As we boil our kettle and prepare our brew…
Make us mindful of those whose livelihoods depend on us:
The farmers, planters and pickers,
The packers, dealers and merchants,
The transporters, blenders, shop assistants and supermarket owners. Let it be for us a matter of simple justice and fair trade.
We pray especially for … (mention local shops and
As we drink from our next cup…
Make us mindful of the many places we share this brew with:
China, Sri Lanka and India,
Kenya, Malawi and Indonesia,
From the past and the present.
Let it be for us a matter of simple justice and fair trade
We pray especially for … (mention some of the producers featured in the material from Traidcraft or those in The People Behind Your Cuppa fact sheets).
As we take time to share our next tea break together…
Make us mindful of the times when we have sat down and chatted.
Sharing in friendship
Pouring out our hurts
And enjoying a laugh
Let it be for us a matter of simple justice and fair trade
We pray especially for those known to us who need our prayers at the time… (silent or open prayer)
As we purchase our next packet of tea…
Make us mindful of the benefits of fair trade
The farmers and producers whose lives and communities have been transformed
Through fair wages, good working conditions and the extra security that comes with fair trade certification
And the organisations work tirelessly to achieve trade justice
Help us to support them, both practically and in prayer as they seek to support some of the world’s poorest producers Let it be for us a matter of simple justice and fair trade.
Lord we thank you for this world which you created, which you love, and which you are reconciling to yourself.
In a world where unjust global trade laws and unrighteous western consumerism darken the plight of those without influence and without a voice,
Make us a holy people.
Make us aware of the effects of our spending habits,
Make us God-fearing and righteous in the way that we go shopping.
May we worship you not only as we focus on you here today, but as we wander around the shops and tomorrow. May we seek to please you not only with our praises today, but with our choice of brands tomorrow.

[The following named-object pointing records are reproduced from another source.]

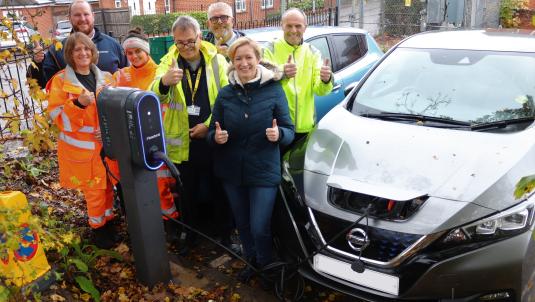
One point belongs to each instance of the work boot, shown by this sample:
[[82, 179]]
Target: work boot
[[248, 272], [172, 231], [103, 238]]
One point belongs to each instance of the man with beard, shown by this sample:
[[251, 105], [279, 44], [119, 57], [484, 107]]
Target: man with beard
[[111, 55], [220, 22]]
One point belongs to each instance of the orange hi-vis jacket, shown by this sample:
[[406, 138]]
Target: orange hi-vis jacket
[[141, 78], [80, 165]]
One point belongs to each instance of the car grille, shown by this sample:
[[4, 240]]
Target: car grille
[[384, 245]]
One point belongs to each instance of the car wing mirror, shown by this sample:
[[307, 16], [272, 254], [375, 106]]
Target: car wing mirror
[[350, 87]]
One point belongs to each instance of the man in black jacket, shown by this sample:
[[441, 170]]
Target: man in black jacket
[[111, 54], [220, 23]]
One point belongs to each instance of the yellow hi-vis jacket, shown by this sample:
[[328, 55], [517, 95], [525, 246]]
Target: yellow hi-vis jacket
[[175, 123], [300, 89]]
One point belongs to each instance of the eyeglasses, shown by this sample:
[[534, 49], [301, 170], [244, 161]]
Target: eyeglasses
[[222, 19], [186, 44]]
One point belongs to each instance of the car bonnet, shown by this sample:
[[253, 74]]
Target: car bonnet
[[401, 161]]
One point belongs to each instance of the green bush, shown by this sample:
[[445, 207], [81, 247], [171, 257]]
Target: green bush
[[154, 24]]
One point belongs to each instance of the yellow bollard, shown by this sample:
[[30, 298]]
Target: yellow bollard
[[28, 262]]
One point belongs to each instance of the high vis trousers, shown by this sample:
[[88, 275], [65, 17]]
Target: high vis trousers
[[99, 205]]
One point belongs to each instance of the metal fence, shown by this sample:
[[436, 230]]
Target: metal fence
[[403, 18], [114, 22]]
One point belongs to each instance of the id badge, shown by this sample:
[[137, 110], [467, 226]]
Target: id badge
[[194, 110]]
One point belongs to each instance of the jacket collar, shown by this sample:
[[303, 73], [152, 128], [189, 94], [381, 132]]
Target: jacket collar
[[208, 51]]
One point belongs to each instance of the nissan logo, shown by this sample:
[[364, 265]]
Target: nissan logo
[[357, 239]]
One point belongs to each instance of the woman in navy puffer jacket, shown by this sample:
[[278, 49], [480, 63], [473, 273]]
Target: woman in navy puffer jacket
[[250, 121]]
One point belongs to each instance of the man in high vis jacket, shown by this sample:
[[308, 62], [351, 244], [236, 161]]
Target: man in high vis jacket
[[188, 79], [305, 74], [111, 54], [72, 107]]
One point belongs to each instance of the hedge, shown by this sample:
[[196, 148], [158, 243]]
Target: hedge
[[154, 24]]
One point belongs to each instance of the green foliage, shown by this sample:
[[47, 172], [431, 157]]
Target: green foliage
[[525, 186], [154, 24], [87, 286], [306, 4], [78, 261], [509, 9]]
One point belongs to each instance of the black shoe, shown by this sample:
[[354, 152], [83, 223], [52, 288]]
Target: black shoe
[[103, 238], [234, 247]]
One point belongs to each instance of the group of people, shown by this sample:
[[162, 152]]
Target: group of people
[[228, 108]]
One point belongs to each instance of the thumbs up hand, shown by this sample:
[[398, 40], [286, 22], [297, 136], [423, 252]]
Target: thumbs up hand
[[173, 75], [86, 98], [221, 136], [273, 132], [290, 69], [325, 71]]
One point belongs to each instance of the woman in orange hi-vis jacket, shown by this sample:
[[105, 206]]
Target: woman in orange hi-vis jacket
[[72, 107], [139, 75]]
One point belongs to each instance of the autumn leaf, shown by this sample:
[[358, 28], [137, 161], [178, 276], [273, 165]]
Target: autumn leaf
[[15, 84], [75, 181]]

May we honour you not only as we gather here today, but as we pack our shopping tomorrow.
May our spending habits bring health and healing to this world.
Forgive us for the part we play in exploiting the distant poor by the way that we shop.
Help us instead to support a ministry of true retail therapy, where healing and wholeness are experienced not merely by those who buy, but by those who produce our goods.
In the sweat shops that make our clothes, Amongst the slaves who produce our chocolate,
On the plantations that produce our coffee and tea, Bring the light of justice and economic fairness,
By your grace, enable us to live in such a way that may we help and not hinder your work of reconciling the world to you.